So what are the specs of the Simple6502?

You can run the Microsoft BASIC implementation from 1977, that’s pretty cool. But to make it you need at least a 6502 CPU (~$1.65), a 62256 32KB RAM (~92¢), 27128 16KB ROM (???), and interfacing and glue logic. Could be a fun project, but the price quickly adds up. How would the Simple6502 compare to a modern, yet dirt cheap (~$1.69), microcontroller such as the STM32 Blue Pill?

  Simple6502 STM32F103C8 Blue Pill
ROM 16 KB 64 KB / 128 KB flash
RAM 32 KB 20 KB
CPU architecture 6502 ARM Cortex M3
CPU speed 1.8 MHz 72 MHz
Interface RS-232 serial USB
Cost >$2 <$2

The blue pill only loses on RAM. This is unfortunate, but not fatal. The NES only has 2 KB internal RAM, as a point of comparison. External RAM could possibly be added, I happen to have a 64KB DRAM chip, see Sanyo LM3364K dynamic RAM (DRAM) pinout decoding, but connecting it to the microcontroller is non-trivial so I’m sticking with the built-in RAM for now.

Evaluating existing 6502 emulators

Since the blue pill is at least as powerful as a 6502 system in all regards but the RAM, could it reasonably emulate a 6502? Make a small NES emulator? The 72 MHz ARM should be more than be able to keep up with the 1.8 MHz 6502 and PPU. If this is possible, then the blue pill may be able to usefully serve as a low-cost widely available component of a retrocomputer, and it could still integrate with other peripherals, perhaps even maintaining some semblance of compatible pinout.

NES emulators

What emulator to port?

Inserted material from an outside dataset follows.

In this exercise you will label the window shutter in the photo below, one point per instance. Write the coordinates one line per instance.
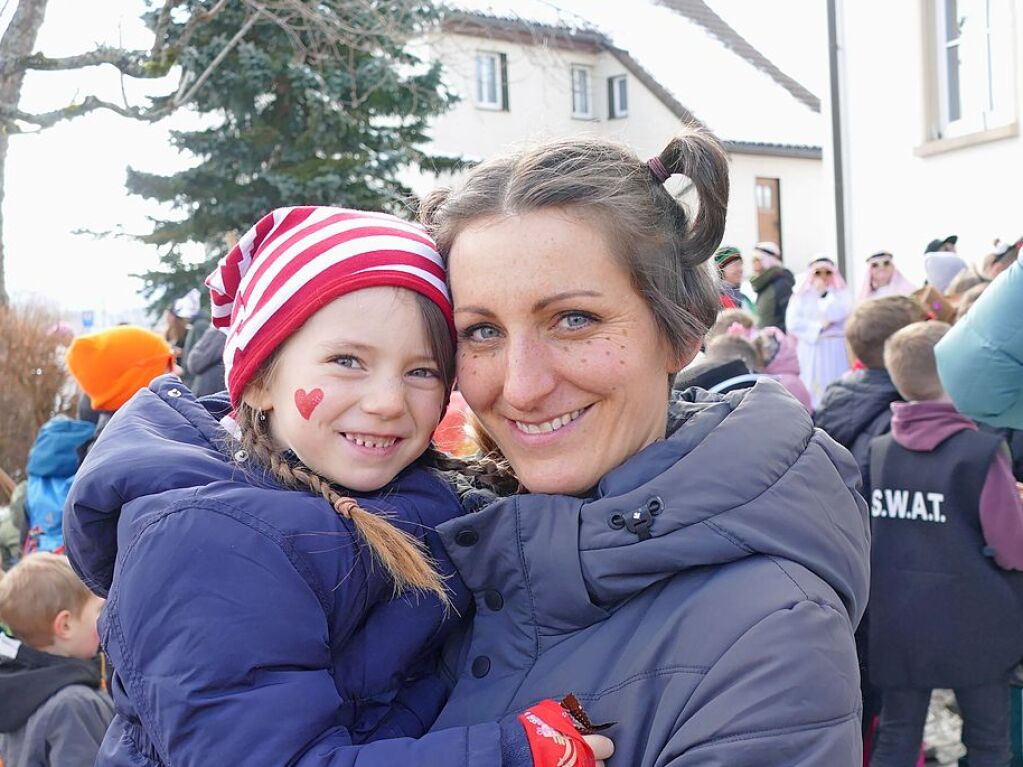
(504, 83)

Nesdev wiki: Emulators shows the most popuilar NES emulators, which all include 6502 processor emulation. higan is a multi-system emulator, source code at GitLab, “unofficial”: https://gitlab.com/higan/higan. The author has major plans: 2018 goal - NES emulation improvements. Or how about Nestopia UE? Source at GitHub: [https://github.com/rdanbrook/nestopia])(https://github.com/rdanbrook/nestopia), and it is cross-platform. Executed mkdir build; cd build; cmake ..; make but it required libarchive; need prerequisites to install.

Is there a more lightweight embedded 6502 emulator? Something less complete, but smaller. KNES was speed-written in a few days with minimal dependencies, looks promising, but only supported Windows and Linux. Nestopia, or some variant of it, is probably the best bet for a complete NES emulator.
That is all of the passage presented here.